Wer als zweiten Beruf Verzauberung nimmt aber ganz neu angefangen hat, wird im Spiel über die meiste Zeit Geldsorgen haben, sofern man das nicht farmen ausgleichen will.
Verzauberung an sich finde ich mehr als praktisch, ist aber eher für einen Twink anzuraten.

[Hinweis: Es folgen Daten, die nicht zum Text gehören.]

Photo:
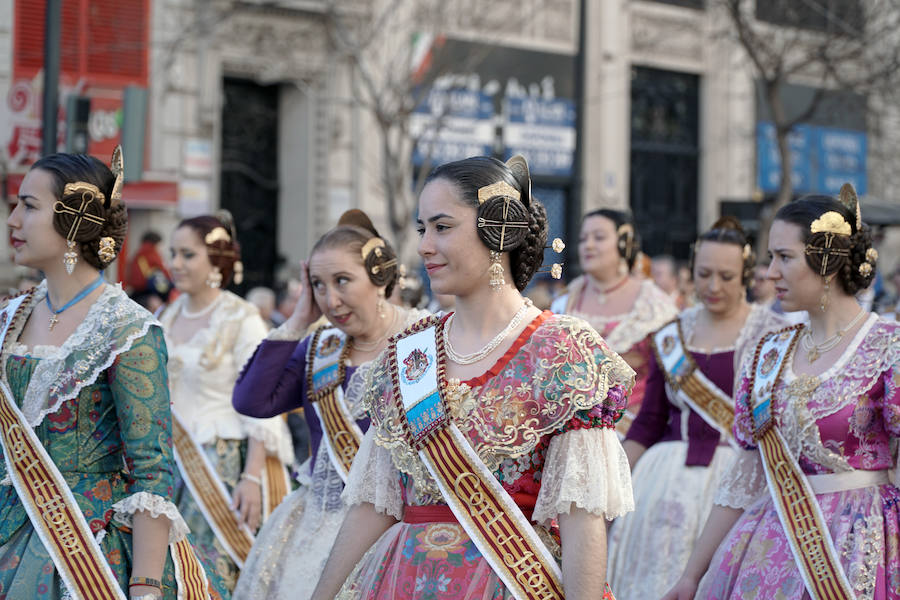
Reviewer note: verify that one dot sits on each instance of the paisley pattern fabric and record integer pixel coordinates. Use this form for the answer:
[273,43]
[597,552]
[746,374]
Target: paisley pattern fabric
[558,388]
[112,442]
[843,420]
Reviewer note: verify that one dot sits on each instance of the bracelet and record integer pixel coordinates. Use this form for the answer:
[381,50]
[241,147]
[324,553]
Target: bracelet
[252,478]
[148,581]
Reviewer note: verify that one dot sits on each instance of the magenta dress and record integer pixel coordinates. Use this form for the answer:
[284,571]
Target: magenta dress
[843,420]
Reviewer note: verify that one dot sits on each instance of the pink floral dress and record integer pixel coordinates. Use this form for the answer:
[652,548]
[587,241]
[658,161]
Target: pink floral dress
[542,419]
[844,420]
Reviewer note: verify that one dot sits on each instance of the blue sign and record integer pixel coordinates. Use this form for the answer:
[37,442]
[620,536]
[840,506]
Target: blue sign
[542,130]
[822,159]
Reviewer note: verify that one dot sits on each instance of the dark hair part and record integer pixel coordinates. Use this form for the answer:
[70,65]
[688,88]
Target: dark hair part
[807,209]
[471,174]
[222,253]
[628,241]
[353,230]
[728,230]
[71,168]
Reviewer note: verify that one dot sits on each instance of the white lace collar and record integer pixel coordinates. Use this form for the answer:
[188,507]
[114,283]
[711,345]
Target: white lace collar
[110,328]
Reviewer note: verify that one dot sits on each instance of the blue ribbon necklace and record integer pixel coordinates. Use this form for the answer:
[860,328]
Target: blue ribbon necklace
[54,319]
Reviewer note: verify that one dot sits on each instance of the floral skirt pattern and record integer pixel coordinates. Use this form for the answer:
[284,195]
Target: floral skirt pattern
[227,457]
[672,502]
[428,561]
[754,561]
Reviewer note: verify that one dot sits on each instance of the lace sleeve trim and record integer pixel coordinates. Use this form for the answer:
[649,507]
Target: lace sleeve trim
[586,468]
[156,506]
[374,479]
[743,483]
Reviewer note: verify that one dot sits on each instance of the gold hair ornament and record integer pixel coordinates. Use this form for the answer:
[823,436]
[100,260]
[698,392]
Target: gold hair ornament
[107,249]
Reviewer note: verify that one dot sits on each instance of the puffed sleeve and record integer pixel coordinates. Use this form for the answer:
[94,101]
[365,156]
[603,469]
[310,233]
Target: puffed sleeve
[272,432]
[374,479]
[138,382]
[744,482]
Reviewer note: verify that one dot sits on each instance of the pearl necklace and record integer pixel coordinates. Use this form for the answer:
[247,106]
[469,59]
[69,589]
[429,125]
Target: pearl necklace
[468,359]
[814,351]
[203,311]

Ich für meinen Teil habe meinen Priester (Main) mit Kräuterkunde und Alchemie hochgelevelt, den dann auf Transmutieren spezialisiert, danach die Kräuterkunde verlernt und durch Schneiderei ersetzt, mit dem Endziel: Mondstoffspezialisiert.
Da ich den Char eh fast nur für Instanzen und Raids verwende bringt mir Kräuterkunde auf dem herzlich wenig.
Dafür hab ich das dann auf einem Farmchar, wenn ich mal Kräuter brauche für Manatränke oder ähnliches.
Geldsorgen gleich null.

Zwecks Verzauberung ist mein Mage (Twink) damit gesegnet worden.
Da der Main genug Geld scheffelt kann dieser seinen Verzauberer in aller Seelenruhe ausüben.
Dieser hat übrigens auch Schneiderei, nur bekommt der später eine andere zur Klasse und Skillung passende Spezialisierung^^

@obi1992, da du neu bist nimm Kräuterkunde, Bergbau oder Kürschnerei.
Du wirst für einige Rezepte deiner Schneiderei ohnehin Produkte brauchen, welche ohnehin nur durch einen der Sammelberufe zu erhalten sind.
Diese im AH zu erwerben, kann mitunter recht kostspielig werden.
Des weiteren kannst du mit dem nebenbei gesammelten jede Menge Gold machen und das mit Leichtigkeit.
Solltest du Outdoorgrinden vorziehen und schaust eher selten oder gar nicht auf die Minikarte um diese nach den gelben Punkten zu überprüfen rate ich dir Kürschnerei. So ziemlich alle Wildtiere lassen sich kürschnern.
Andernfalls Kräuterkunde oder Bergbau. Mit beidem lässt sich sehr viel Geld machen, Kräuterkunde wird aber erst ab Level 40 richtig lukrativ, Bergbau ist schon gleich zu Beginn lukrativ.
Endabnehmer für Kräuter sind fast ausschliesslich Alchemisten, während Erze für fast jeden Beruf insbesondere von Schmieden und Juwelenschleifern benötigt werden.
Somit rate ich dir also zu Bergbau^^


----------



## Cynda (6. August 2007)

hallo!
Dass Verzauberkunst recht kostspielig ist, musste ich am eigenen Leib äääh Char. merken...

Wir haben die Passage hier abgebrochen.